Dopo anni che fare Vipassana era sulla mia lista di “experiences to live” ho scelto di farla adesso—motivata dalla ricerca per questo nuovo libro—perché è finalmente ora: sono pronta. Negli anni ho conquistato la mia libertà su tutti i fronti (interiore, economica, di movimento, temporale) e sono diventata abbastanza capace di controllare i miei pensieri—basta imparare ad osservarli in realtà—ma ora vorrei andare un po’ più in là, fare un piccolo salto: voglio capire come ci si sente a non avere distrazioni, a provare davvero la noia, a stare in silenzio e di fronte alla mia mente senza nessuna via di fuga. Voglio smascherare la sua vera natura.

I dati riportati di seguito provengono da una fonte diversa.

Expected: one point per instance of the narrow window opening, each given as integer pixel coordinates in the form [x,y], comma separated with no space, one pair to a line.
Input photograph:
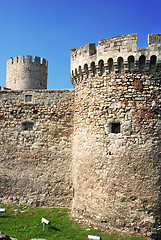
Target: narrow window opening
[120,63]
[115,128]
[27,126]
[153,61]
[28,98]
[93,68]
[86,69]
[110,65]
[101,66]
[141,63]
[131,63]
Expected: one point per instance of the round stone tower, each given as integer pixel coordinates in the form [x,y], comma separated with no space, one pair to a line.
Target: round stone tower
[116,142]
[26,73]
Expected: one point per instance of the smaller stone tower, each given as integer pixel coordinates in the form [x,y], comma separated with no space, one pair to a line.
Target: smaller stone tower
[26,73]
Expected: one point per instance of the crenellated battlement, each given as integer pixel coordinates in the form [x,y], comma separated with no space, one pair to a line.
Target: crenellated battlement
[118,54]
[27,59]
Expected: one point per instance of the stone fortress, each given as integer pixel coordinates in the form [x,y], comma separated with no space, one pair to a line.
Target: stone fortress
[95,148]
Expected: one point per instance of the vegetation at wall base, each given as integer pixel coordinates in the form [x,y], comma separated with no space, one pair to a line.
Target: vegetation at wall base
[24,223]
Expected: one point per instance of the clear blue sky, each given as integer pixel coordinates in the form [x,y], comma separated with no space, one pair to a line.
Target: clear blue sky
[49,28]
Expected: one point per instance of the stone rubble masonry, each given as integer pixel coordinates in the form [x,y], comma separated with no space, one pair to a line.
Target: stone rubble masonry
[26,73]
[96,148]
[36,163]
[117,176]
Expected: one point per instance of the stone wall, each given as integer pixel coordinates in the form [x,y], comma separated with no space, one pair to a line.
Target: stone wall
[116,151]
[35,147]
[26,73]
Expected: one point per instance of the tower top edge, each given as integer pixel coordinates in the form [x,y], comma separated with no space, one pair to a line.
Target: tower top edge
[27,59]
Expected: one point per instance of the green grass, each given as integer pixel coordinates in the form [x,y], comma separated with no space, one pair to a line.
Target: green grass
[27,225]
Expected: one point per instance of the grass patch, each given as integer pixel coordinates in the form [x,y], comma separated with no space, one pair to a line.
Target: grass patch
[26,224]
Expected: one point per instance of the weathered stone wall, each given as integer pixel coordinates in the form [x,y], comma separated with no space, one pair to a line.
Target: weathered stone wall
[26,73]
[116,144]
[35,147]
[116,176]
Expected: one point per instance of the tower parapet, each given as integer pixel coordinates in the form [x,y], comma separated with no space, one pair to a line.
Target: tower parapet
[26,73]
[118,54]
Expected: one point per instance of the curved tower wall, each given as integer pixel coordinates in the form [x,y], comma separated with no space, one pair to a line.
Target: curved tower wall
[116,143]
[26,73]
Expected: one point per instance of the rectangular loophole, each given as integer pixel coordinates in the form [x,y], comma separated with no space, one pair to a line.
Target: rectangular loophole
[28,98]
[115,128]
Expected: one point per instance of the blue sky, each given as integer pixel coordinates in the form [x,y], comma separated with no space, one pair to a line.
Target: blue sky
[49,28]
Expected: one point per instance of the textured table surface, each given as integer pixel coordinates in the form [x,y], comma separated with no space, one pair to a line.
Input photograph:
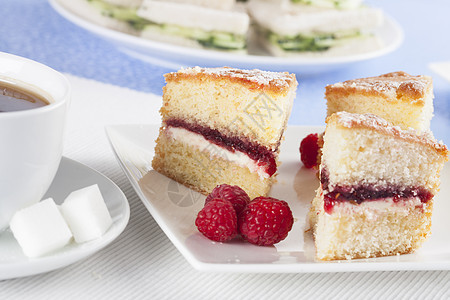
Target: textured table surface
[111,88]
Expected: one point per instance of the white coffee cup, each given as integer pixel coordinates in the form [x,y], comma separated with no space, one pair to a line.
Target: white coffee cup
[31,140]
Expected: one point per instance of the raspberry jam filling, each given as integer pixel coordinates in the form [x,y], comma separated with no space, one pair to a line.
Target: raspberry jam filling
[265,158]
[335,197]
[358,194]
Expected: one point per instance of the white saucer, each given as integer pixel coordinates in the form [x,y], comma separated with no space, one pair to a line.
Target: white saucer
[174,207]
[175,57]
[71,176]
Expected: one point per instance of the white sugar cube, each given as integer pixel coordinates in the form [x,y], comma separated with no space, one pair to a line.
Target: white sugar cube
[40,229]
[86,213]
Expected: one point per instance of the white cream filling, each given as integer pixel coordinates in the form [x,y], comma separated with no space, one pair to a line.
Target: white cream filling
[374,208]
[197,140]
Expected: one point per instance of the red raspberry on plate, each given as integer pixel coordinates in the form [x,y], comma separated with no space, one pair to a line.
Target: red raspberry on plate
[266,221]
[233,193]
[309,150]
[217,220]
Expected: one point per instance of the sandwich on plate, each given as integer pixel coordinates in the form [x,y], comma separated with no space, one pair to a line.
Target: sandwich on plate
[195,25]
[119,15]
[315,30]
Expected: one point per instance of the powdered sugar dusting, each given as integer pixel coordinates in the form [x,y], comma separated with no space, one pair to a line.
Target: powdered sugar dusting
[391,84]
[267,78]
[351,120]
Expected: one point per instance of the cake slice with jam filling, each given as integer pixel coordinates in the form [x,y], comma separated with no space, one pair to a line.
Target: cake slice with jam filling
[223,125]
[377,184]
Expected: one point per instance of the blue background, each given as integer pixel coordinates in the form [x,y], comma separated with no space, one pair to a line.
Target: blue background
[31,28]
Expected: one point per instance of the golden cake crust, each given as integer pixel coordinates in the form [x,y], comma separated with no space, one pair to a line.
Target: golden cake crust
[271,82]
[394,86]
[371,121]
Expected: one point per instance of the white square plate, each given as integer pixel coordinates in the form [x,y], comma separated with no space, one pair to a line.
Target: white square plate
[174,207]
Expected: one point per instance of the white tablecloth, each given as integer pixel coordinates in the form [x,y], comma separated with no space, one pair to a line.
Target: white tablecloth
[143,264]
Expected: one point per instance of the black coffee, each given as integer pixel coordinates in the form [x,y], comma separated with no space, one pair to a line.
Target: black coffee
[15,98]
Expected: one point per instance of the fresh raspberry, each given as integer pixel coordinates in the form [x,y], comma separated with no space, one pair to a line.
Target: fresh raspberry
[237,196]
[217,220]
[265,221]
[309,150]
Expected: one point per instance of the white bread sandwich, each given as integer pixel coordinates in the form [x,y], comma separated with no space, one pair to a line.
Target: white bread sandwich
[215,4]
[336,4]
[315,31]
[194,26]
[119,15]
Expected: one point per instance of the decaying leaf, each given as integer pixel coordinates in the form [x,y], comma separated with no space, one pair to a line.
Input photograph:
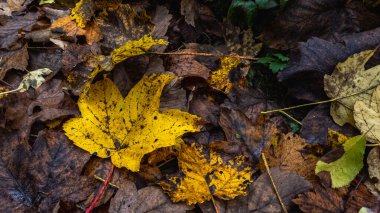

Noi non siamo la nostra mente, siamo altro—anima?—la mente, come il corpo, è solo una parte di noi: ce l’abbiamo ma non siamo lei. Per questo è importante imparare a gestirla, domarla, direzionarla…altrimenti sarà lei a direzionare noi e la nostra vita. E, considerando che la mente e’ spesso una gran bugiarda, ed è pure migliore amica dell’Ego, della Paura e di tutte quelle cose basse che ci portano a fare esperienza di quello che i buddhisti chiamano duhkah (sofferenza), se si vuole vivere sereni—e liberi—è fondamentale imparare a metterla al guinzaglio quell’illusionista.
Ovviamente ho una paura fottuta, ma come sempre nella paura preferisco ficcarmici.
Sarà uno dei viaggi più difficili di sempre, ma non vedo l’ora di vedere dove porterà. Farò del mio meglio per raccontarvelo—seguendo i tempi della “creazione che lascia qualcosa”—sperando che la mia esperienza possa essere utile a qualcun’altro nel proprio cammino verso la libertà.